This book sets out to explore a particular set of connections, between 'language' on one hand and 'sexuality' on the other. Each of these terms encompasses what is really a complex range of phenomena, and in addition each has connections to other terms which are related but not identical. Before we do anything else, therefore, it is important to try and get as clear as possible what it is that we will be discussing under the heading of 'language and sexuality'.
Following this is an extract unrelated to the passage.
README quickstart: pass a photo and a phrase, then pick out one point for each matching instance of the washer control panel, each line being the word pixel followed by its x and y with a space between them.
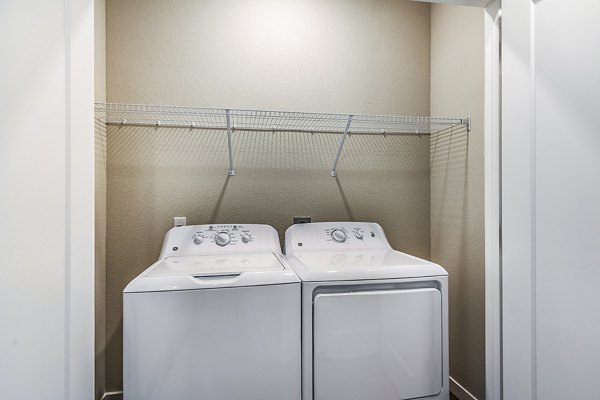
pixel 222 235
pixel 327 235
pixel 220 238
In 1975 a groundbreaking collection of feminist scholarship on language was published under the title Language and Sex (Thorne and Henley 1975). Today, this title appears anachronistic: the field of inquiry that the volume helped to establish is known (in English) as 'language and gender studies'. The change reflects a general tendency, at least among social scientists and humanists, for scholars to distinguish gender (socially constructed) from sex (biological), and to prefer gender where the subject under discussion is the social behaviour and relations of men and women. In a somewhat similar way (and for somewhat similar reasons), sex in its 'other' sense of 'erotic desire/practice' has been progressively displaced for the purposes of theoretical discussion by sexuality. Sexuality, like gender, is intended to underline the idea that we are dealing with a cultural rather than purely natural phenomenon.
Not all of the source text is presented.